# messed up my zipper installed Philips DSR 704 DirecTV TiVo DVR with software upgrade



## cmeisel (Jan 6, 2006)

I had my Philips DSR 704 DirecTV TiVo DVR set up perfectly, with the zipper installed and it connected to my home network. 
My world was perfect until I decided to install the new tivowebplus. Somehow I had the dumb idea to upgrade and take on the project to rename all directories to TivoWebPlus (so I could then use the auto install service in the new tivowebplus, which only works when the directory is the upper case version. When that failed I named them all back to tivowebplus and it all worked, but I could only browse to the tivo when I used telnet and started tivowebplus manually.
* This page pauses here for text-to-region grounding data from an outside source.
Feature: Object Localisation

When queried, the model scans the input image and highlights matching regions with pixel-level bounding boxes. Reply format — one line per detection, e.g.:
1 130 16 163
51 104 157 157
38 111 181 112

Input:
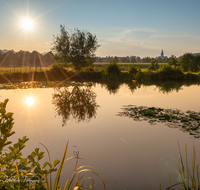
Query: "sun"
26 97 34 106
21 18 33 30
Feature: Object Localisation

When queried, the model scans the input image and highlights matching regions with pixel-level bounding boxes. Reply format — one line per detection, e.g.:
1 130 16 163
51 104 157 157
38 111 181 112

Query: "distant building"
193 53 200 56
161 49 164 57
155 49 168 60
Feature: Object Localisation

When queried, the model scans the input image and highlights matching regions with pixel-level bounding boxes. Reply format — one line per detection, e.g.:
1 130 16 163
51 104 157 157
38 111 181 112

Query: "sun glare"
21 18 33 30
26 97 34 106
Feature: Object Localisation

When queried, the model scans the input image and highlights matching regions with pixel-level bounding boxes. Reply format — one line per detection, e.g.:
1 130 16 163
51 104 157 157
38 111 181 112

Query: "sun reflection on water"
25 97 34 106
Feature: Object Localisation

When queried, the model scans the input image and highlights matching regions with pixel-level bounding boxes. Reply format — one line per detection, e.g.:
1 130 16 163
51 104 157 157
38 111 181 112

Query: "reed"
166 141 200 190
Then I browsed to backup your season pass, did it and the machine rebooted. ever since then I can't telnet, ftp or browse to the DVR anymore. I can ping it, so it is conencted to the network but it seems none of the services have started. what can I do ?
Is there any other way to connect to it and try to fix it ? I want to try and avoid removing the harddrive to fix it.
Please, any help is much appreciated. I can purchase whatever cable might be needed to connect any other way to the unit.

thanks

claus


----------



## cmeisel (Jan 6, 2006)

nobody has any advice for me what to do ?
thanks

claus


----------



## BTUx9 (Nov 13, 2003)

most likely, it's not TWP but the reboot which screwed up your installation... when editing to change which TWP got run at boot, you probably messed something up (the most common mistake is that rc.sysinit.author is no longer executable)
Unfortunately, unless you have a serial cable AND changed the prom password, you will most likely have to pull the drive again, to fix the mistake


----------